Clin Ter. 2026 Jan-Feb;177(1):123-129. doi: 10.7417/CT.2026.1983.
ABSTRACT
BACKGROUND: Polycystic ovary syndrome (PCOS) is a multifactorial endocrine disorder with both reproductive and metabolic manifestations. Subclinical hypothyroidism (SCH), is defined by elevated thyroid-stimulating hormone (TSH) with normal free thyroxine levels, is increasingly recognized in women with PCOS, yet its clinical impact remains debated. This study intended to explore the prevalence of SCH in PCOS and examine its influence on metabolic, hormonal, and anthropometric profiles in an Indian population.
METHODS: A cross-sectional study was conducted between January 2023 and January 2025 at a tertiary care center in South India. A total of 368 women with PCOS, diagnosed according to Rotterdam criteria, were enrolled and classified as either euthyroid (n = 316) or having SCH (n = 52). Comprehensive evaluations included anthropometry, blood pressure, glycemic indices, lipid profile, insulin resistance via HOMA-IR, and reproductive hormone levels. Statistical analyses included t-tests and Spearman correlation.

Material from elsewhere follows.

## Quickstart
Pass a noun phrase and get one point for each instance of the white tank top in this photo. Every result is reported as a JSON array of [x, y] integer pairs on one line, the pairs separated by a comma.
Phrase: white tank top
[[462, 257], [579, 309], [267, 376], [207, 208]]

RESULTS: The prevalence of SCH among women (with PCOS) was 14.13%. Compared with the euthyroid group, SCH-PCOS patients exhibited significantly higher BMI, fasting blood glucose, HbA1c, serum insulin, HOMA-IR, and adverse lipid profiles (p < 0.05). No significant diffe-rences were observed in LH, FSH, or testosterone levels. TSH demonstrated positive correlations with BMI, Glycemic markers, and HOMA-IR, underscoring its association with metabolic risk.
CONCLUSION: SCH is a common and metabolically relevant comorbidity in women with PCOS, aggravating insulin resistance and dyslipi-demia without significantly affecting reproductive hormones. These findings highlight the need for routine thyroid function screening in PCOS management, especially among those with metabolic syndrome features. Further longitudinal studies are warranted to evaluate the benefits of targeted thyroid intervention in this subgroup.